Furthermore, Peng Wu anticipates a new global semiconductor upcycle beginning in 2026, potentially leading to price increases across the产业链 from fabs and packaging/testing to chips. During the downcycle from late 2021 to 2024, capital expenditure across the entire chain was relatively restrained. AI is率先 driving the computing power-related产业链 into an upcycle, intensifying pressure on non-AI segments. This crowding-out effect is expected to persist throughout 2026, making "price increases" a potential annual theme, especially as the memory cycle might last longer than market expectations. She is optimistic about fabs, packaging/testing, and storage.

Regarding specific portfolio allocation, Peng Wu stated in the fund's latest periodic report that for overseas computing power, the fund优选 optical modules, fiber optic cables, and optical chips, while maintaining some allocation to new technologies like co-packaged optics. After nearly three years of rapid development in overseas computing power, AI-related automation equipment is scaling up to enhance产业链 efficiency, leading to new positions in this sector. Overall, the fund's investment strategy remains centered on AI as the core theme, focusing on the overseas computing power chain, allocating to leading domestic computing power enterprises, and semiconductor beneficiaries of price increases. The approach involves selecting high-quality growth stocks based on their industry cycle position and competitive landscape to achieve medium-to-long-term investment returns.

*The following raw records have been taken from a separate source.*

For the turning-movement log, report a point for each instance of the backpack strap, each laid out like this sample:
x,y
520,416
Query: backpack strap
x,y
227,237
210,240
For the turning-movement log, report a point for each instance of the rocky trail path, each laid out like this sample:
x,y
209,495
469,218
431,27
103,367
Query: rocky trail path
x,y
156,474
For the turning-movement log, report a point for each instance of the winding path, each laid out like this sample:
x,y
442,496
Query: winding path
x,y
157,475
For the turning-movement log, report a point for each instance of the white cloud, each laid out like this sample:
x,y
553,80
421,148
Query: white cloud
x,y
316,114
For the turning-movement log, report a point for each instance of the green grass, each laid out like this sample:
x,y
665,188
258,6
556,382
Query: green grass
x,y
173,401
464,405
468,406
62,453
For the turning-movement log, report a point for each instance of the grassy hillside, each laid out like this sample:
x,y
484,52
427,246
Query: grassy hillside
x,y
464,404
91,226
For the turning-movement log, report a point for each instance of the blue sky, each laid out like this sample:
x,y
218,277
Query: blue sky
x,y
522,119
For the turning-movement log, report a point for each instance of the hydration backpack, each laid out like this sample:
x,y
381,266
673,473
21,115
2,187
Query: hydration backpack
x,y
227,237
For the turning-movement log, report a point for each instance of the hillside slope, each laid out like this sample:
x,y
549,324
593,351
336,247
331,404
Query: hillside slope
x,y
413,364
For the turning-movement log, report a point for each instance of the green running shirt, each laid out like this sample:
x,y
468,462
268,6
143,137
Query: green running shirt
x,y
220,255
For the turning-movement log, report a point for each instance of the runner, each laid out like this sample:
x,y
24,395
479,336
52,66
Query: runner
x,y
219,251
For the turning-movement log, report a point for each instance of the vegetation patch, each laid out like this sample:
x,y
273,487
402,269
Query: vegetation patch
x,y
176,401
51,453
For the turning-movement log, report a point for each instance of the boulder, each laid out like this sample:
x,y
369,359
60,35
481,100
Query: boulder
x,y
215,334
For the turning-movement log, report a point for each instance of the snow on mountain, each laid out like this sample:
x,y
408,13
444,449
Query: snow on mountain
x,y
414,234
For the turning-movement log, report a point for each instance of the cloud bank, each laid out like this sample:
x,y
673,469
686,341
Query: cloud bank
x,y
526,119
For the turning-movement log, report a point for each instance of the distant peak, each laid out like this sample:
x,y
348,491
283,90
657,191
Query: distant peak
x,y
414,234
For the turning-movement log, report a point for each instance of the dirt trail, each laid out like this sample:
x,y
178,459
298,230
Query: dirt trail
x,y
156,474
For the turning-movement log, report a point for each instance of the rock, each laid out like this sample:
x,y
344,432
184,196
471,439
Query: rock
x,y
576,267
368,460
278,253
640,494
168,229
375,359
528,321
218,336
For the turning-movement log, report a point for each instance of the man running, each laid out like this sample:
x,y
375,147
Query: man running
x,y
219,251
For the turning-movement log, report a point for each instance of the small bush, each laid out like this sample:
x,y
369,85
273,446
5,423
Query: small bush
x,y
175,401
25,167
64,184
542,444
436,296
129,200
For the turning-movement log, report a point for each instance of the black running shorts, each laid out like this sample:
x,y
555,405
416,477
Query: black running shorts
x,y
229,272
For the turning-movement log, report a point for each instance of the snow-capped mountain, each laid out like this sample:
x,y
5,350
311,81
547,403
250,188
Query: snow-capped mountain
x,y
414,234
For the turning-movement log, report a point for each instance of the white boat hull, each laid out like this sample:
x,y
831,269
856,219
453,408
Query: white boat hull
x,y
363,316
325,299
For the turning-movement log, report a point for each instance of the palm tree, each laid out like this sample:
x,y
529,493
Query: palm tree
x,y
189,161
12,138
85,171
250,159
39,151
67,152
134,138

Performance data for HuaShang Leading Edge Hybrid Fund: Net asset value growth rates from 2021 to 2025 were 5.43%, -17.00%, -16.39%, -3.68%, and 101.63% respectively. Corresponding benchmark returns were -6.90%, -14.62%, -9.78%, 11.64%, and 14.51%. The fund's 3-year and 5-year NAV growth rates were 88.97% and 90.84%, compared to benchmark returns of 11.08% and -9.78% for the same periods.

Risk Warning: Fund managers aim to manage fund assets with integrity, diligence, and prudence but cannot guarantee profits or minimum returns. Past performance and NAV levels do not indicate future results. The performance of other funds managed by the same company or manager does not guarantee the performance of this fund. Investing in Hong Kong-listed stocks via Stock Connect involves exchange rate and overseas market risks. The views expressed do not constitute investment advice. Market risks exist; investors should exercise caution and carefully read the fund's legal documents before investing.

Disclaimer: Investing carries risk. This is not financial advice. The above content should not be regarded as an offer, recommendation, or solicitation on acquiring or disposing of any financial products, any associated discussions, comments, or posts by author or other users should not be considered as such either. It is solely for general information purpose only, which does not consider your own investment objectives, financial situations or needs. TTM assumes no responsibility or warranty for the accuracy and completeness of the information, investors should do their own research and may seek professional advice before investing.